Дверь, скрипнув, медленно приоткрылась и замерла. Иван не мог отвести взгляда от щели — темной, шириной примерно в ладонь. Если бы в этой щели что-то мелькнуло, или за дверью послышался хотя бы шорох, Иван, наверное, немедленно помер бы от разрыва сердца. Но было тихо, только вода шумела в трубах. Хотя сам Иван утверждал потом, что эта проклятая тишина была куда страшнее, чем вой самых кошмарных чудовищ.
Нервы Ивана натянулись до предела, и от этого вся сила вдруг ушла из мышц; подкосились, затряслись колени, обвисли вялые руки. Мысли пропали совершенно, и на пустом экране мозга под гулкий стук невидимого метронома стали вспыхивать яркие картины прошлого — помимо Ивановой воли, сами по себе. Всё то, что Иван сбрасывал, как мусор, на самое дно памяти.
Вот он, Иван, в бабушкином саду. Лето, каникулы. Иванстоит под яблоней, а у его ног, обутых в пыльные бардовые сандалии, распластался мертвый голубь. В руке Иван сжимает рогатку. Выпуклый птичий глаз закрыт мутной пленкой, из перьев на груди сочится кровь.

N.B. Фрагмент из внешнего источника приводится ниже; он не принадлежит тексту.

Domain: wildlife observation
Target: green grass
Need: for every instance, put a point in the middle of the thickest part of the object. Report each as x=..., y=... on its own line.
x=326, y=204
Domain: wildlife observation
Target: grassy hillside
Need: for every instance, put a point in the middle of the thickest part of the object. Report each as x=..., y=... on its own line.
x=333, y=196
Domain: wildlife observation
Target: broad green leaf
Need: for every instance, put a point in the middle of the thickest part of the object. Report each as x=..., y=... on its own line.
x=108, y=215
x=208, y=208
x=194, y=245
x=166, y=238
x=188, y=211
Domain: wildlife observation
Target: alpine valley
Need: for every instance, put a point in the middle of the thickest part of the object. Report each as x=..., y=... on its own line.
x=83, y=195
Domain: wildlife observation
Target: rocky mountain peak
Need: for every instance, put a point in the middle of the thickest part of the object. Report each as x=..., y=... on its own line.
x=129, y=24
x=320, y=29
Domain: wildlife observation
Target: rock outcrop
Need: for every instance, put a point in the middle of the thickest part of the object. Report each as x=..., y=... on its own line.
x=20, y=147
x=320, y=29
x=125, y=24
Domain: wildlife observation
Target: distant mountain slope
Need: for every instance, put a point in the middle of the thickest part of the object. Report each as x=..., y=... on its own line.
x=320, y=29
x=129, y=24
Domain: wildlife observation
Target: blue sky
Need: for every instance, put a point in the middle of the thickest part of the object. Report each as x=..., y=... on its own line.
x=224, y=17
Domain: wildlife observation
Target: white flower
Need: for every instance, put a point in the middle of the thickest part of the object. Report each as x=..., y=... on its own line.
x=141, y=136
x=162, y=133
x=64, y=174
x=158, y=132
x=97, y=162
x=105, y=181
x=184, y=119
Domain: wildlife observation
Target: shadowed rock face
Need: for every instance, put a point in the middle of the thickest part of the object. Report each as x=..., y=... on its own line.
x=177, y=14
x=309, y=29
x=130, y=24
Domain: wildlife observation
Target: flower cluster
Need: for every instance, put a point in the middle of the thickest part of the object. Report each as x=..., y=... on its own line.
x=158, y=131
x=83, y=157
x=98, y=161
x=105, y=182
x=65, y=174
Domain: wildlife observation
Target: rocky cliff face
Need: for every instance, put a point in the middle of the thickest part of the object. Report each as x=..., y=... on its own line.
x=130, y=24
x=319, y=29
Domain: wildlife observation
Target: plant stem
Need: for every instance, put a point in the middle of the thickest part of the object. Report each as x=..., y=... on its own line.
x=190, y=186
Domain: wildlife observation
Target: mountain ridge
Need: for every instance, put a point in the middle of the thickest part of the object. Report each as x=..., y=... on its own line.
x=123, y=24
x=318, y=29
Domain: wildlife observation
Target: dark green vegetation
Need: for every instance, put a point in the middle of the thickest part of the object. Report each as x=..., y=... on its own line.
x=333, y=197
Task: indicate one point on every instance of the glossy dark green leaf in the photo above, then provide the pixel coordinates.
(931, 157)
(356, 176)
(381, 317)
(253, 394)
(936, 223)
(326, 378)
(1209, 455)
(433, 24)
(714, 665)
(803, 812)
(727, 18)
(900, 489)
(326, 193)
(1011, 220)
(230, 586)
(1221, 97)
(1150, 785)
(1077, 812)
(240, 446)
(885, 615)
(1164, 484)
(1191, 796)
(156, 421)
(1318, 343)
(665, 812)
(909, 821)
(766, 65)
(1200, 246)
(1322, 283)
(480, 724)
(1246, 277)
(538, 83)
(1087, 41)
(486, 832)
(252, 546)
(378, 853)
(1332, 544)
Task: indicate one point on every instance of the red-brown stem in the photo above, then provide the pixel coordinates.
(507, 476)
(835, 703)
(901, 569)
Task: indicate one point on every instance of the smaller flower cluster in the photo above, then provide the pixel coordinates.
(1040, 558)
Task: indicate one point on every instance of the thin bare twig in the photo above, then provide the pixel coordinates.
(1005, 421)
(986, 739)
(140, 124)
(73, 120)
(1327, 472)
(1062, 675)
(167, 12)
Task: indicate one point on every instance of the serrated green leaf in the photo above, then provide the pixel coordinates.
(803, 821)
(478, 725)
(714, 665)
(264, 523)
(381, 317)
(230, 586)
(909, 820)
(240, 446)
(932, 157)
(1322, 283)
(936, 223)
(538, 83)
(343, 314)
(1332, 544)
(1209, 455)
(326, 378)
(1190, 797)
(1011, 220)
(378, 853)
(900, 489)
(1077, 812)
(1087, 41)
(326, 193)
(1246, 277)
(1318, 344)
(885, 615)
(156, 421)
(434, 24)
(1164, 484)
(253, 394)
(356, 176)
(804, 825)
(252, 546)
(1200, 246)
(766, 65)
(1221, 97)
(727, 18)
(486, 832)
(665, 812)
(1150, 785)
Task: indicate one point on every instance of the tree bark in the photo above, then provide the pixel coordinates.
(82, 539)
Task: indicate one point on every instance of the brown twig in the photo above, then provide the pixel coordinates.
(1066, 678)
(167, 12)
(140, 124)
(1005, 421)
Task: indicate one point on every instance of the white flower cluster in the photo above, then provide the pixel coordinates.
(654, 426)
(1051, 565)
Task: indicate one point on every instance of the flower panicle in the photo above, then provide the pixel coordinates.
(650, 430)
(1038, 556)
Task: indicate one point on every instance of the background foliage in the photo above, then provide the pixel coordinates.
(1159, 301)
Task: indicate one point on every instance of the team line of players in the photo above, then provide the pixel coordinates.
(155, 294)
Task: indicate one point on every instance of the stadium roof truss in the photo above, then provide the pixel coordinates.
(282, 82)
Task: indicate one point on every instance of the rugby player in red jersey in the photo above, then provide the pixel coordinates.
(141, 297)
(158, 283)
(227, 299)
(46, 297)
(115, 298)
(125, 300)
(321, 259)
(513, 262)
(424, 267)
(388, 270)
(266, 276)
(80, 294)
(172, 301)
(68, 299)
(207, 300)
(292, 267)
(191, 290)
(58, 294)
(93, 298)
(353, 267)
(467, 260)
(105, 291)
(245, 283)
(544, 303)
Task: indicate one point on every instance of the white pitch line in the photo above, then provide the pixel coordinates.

А это Катя. Точнее, Катенька. Такой он запомнил ее — с растерянным и от этого глупым выражением детского лица, с дрожащими губами. Неуместно яркая помада. Катенька очень хотела нравиться Ивану, пусть даже женатому и уже почти лысому. Зря старалась, больше они не виделись.
А вот присвоенный Иваном кошелек, найденный во дворе дома — нелепый детский кошелек, розовый, в форме кошачьей головы, и несколько сложенных гармошкой сотенных купюр.
Уволенный его, Ивана, стараниями коллега.
Ленивое хамство в троллейбусе — ежедневное, привычное.
Лоб Ивана покрылся крупными каплями пота. Он зажмурил глаза, надеясь выдавить из себя заодно и ненужные воспоминания. Выжать их через поры, чтобы предстать перед неизвестностью, ожидающей его за дверью, хоть немножко другим...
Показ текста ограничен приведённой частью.